Runners Without Borders
- Formation: 2014; 12 years ago
- Founded at: Israel
- Purpose: Reducing racism and tension in Jerusalem through running
- Headquarters: Jerusalem, Israel
- Key people: Israel Haas, Shoshana Ben-David

= Runners Without Borders =

Israeli NGO bringing together Jews and Arabs through running

Runners Without Borders is a non-profit organisation which brings together Jews and Arabs in Jerusalem through the sport of running. The organisation was founded in 2014 in response to violence in Jerusalem at the time. It aims to reduce racism and tension in the city.

Runners Without Borders groups, composed of Jews and Arabs, meet for joint training sessions on a weekly basis.
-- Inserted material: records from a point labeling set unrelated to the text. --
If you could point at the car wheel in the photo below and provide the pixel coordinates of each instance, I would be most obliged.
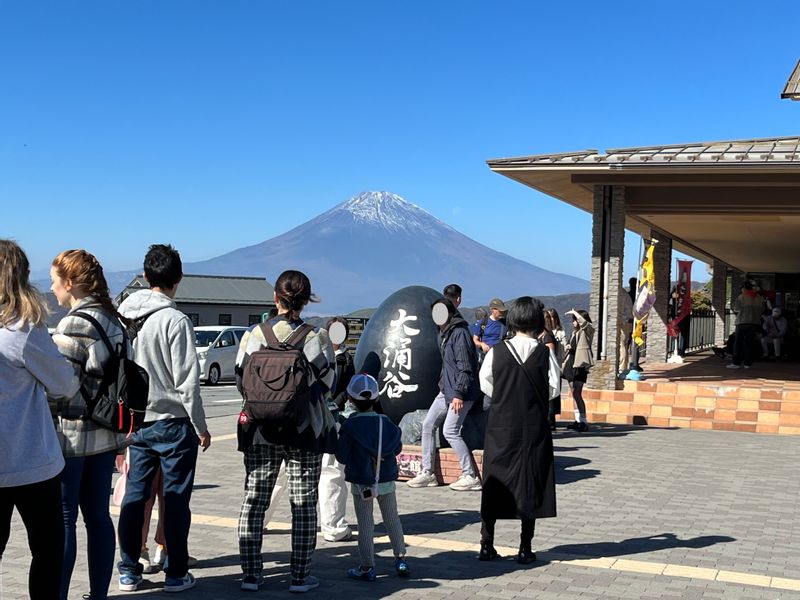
(213, 375)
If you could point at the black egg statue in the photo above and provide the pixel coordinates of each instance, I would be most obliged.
(400, 348)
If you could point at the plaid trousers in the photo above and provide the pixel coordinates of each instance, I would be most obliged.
(262, 464)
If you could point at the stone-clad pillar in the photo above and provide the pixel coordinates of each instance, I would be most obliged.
(658, 342)
(719, 283)
(608, 245)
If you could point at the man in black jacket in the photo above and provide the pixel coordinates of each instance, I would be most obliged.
(458, 390)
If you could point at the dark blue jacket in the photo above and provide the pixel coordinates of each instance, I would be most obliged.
(459, 362)
(358, 446)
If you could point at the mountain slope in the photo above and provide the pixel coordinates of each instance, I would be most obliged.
(362, 250)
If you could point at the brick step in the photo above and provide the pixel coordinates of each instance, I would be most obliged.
(446, 466)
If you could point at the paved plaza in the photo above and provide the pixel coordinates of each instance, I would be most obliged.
(643, 513)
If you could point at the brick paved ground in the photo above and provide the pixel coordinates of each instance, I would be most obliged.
(646, 503)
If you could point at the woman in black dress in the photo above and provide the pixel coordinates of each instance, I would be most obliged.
(518, 472)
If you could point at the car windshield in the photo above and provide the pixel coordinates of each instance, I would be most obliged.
(204, 338)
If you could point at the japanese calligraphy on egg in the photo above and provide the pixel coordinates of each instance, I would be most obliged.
(397, 356)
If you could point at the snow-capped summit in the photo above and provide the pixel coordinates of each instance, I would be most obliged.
(368, 247)
(387, 211)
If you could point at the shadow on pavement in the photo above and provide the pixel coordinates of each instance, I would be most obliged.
(639, 545)
(567, 473)
(603, 429)
(437, 521)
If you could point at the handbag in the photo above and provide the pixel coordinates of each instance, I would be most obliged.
(370, 492)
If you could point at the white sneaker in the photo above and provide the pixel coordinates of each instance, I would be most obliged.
(309, 583)
(466, 483)
(424, 479)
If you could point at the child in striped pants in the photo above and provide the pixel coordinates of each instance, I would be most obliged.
(368, 447)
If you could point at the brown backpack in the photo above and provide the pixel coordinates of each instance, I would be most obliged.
(275, 382)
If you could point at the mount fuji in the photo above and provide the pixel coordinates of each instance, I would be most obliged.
(364, 249)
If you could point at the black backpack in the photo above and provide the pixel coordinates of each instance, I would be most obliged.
(121, 401)
(275, 379)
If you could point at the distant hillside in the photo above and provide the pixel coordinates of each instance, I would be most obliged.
(365, 249)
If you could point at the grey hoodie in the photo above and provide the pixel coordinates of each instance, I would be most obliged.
(30, 365)
(165, 348)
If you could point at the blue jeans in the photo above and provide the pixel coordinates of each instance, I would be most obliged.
(441, 414)
(171, 444)
(86, 482)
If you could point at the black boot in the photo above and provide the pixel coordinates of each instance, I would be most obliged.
(525, 556)
(487, 551)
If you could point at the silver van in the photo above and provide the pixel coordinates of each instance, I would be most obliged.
(216, 350)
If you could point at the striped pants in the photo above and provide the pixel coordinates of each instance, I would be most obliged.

In addition to the training sessions, the groups take part in a social activity once per month. Delegations from Runners Without Borders youth teams have attended international races in Europe, and represented Jerusalem as a team in Milan (April 2015), Berlin (August 2015), and London (September 2016). Additionally, Runners Without Borders' teams have participated in the Jerusalem Marathon every year since it was founded.

==History==
The initiative started as a collaboration between Israel Haas, a resident of Jerusalem, and Shoshana Ben-David, a Jerusalem-based high school student. Runners Without Borders initially created a joined running team for Jewish and Arab girls between the ages of 14 and 19, who came from a wide range of neighbourhoods in east and west Jerusalem. In light of the girls’ group's success, a parallel boys’ group was founded, followed by Arab-Jewish running groups for men and women above the age of 20.

In June 2015 Runners Without Borders’ youth groups planned to attend the Jerusalem Municipality's night run, but were forced to cancel their participation when they discovered that the race was scheduled to take place during the first night of Ramadan. In response, Runners Without Borders created its own race.

The first Jewish-Arab race put on by Runners Without Borders took place between Beit Safafa and Malha (in south-west Jerusalem), with 87 participants. They produced two additional races along this route, and in March 2017 launched the first ever Jewish-Arab race in east Jerusalem, which took place between the Arab neighbourhoods of Abu Tor and Jabel Mukaber. Since then Runners Without Borders have produced three races in East Jerusalem, with over 700 runners in the November 2017 race.